Design Decisions as Algebra

November 13, 2019

 

 

The design process for a new home, addition or remodel can be very long and complex.  Essentially the process is a constant stream of decisions to be made. As architects, our job is to help clients with the decisions.  In junior high algebra, we learned about variables and constants.  Problems could be solved as long as there was the right mix of constants and variables.  If there were only variables with no constants, algebra problems could not be solved - nor can design problems.

 

In the design process, budget, timeline, scope, material, form, and product represent a multitude of variables and a nearly infinite number of possible combinations. It is only when some of these variables become constants - or at least a range of options - that the design process can progress to a solution.  

 

It is important to try to start with big decisions and work your way down to the details.  As delicate as the subject of budget can be when first discussing a project, it is the most critical item to move from the variable column to the constant column and start to provide the parameters of the project. A zoning analysis can give you the build-able envelope which also helps to reign in on expansion options.

 

For even a simple family bathroom, the choices of products and finishes can be daunting: Two sinks or one? Tub, shower or both? Porcelain, marble, or glass tile? Chrome, nickel, rubbed bronze finishes? In our firm, we create a long spreadsheet of all the product decisions clients need to make which includes Design Criteria as a column. The main point of this spreadsheet is to have an exhaustive list of required product decisions and start to calculate the costs of the product.
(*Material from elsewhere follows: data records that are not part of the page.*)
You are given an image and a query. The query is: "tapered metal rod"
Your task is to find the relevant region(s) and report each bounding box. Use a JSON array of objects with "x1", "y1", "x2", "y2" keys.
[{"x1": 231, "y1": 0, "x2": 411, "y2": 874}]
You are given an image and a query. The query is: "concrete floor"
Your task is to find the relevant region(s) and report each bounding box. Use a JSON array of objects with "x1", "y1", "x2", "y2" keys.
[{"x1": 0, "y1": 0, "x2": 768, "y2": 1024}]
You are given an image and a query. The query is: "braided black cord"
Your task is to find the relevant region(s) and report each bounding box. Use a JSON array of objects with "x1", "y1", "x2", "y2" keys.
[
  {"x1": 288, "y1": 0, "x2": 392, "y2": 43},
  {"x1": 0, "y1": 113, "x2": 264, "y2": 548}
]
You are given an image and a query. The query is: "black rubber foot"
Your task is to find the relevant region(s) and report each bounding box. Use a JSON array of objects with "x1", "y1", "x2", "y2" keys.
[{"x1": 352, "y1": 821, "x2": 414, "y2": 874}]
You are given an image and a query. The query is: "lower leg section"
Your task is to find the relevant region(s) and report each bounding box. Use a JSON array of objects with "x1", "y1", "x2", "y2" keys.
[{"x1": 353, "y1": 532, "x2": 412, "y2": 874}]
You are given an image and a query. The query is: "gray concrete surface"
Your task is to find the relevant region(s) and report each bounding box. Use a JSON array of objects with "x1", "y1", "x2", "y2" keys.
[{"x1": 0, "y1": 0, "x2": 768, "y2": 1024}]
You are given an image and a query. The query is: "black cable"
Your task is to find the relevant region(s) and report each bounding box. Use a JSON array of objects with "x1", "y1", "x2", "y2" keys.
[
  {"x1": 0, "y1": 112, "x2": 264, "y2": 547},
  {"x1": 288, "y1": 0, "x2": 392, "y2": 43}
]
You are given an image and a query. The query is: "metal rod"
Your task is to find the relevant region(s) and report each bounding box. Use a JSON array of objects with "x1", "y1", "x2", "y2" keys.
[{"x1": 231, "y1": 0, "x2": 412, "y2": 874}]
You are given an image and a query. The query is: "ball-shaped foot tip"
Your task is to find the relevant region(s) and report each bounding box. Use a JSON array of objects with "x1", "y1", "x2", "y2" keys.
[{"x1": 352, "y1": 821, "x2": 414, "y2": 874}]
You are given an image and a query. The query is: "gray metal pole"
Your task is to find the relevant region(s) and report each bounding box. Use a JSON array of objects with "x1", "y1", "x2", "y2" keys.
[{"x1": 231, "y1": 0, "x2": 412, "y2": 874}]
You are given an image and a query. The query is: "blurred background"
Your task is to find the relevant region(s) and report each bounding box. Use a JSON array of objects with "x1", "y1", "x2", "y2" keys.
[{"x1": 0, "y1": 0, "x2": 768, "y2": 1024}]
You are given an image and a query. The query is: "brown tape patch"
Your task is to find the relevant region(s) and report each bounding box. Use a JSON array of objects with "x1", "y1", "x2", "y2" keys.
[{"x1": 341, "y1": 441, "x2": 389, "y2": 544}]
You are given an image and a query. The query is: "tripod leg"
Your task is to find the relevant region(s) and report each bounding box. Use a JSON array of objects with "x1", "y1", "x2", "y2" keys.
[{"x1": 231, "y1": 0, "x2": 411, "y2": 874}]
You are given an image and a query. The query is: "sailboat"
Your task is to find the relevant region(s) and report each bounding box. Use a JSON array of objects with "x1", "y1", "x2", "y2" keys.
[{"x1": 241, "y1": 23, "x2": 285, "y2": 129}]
But, one other benefit it is also to check on consistency of choices made: if one porcelain product is white, the others should probably be white; if one plumbing faucet is rubbed bronze, the others should probably be as well. This also enables us to lock-down the product decisions that have moved from variables to constants. This enables clients to have much more direction in the process to be able to focus on remaining decisions. While there is no hard and fast rule with determining which products get decided first, I often suggest starting with one of the most prominent elements, say the vanity.  Once the vanity is no longer a variable but a constant, it is much easier to pick the tile.  Once both of these are determined, the sconce choice is easier to make.

 

Once all variables move to constants, the project design is complete.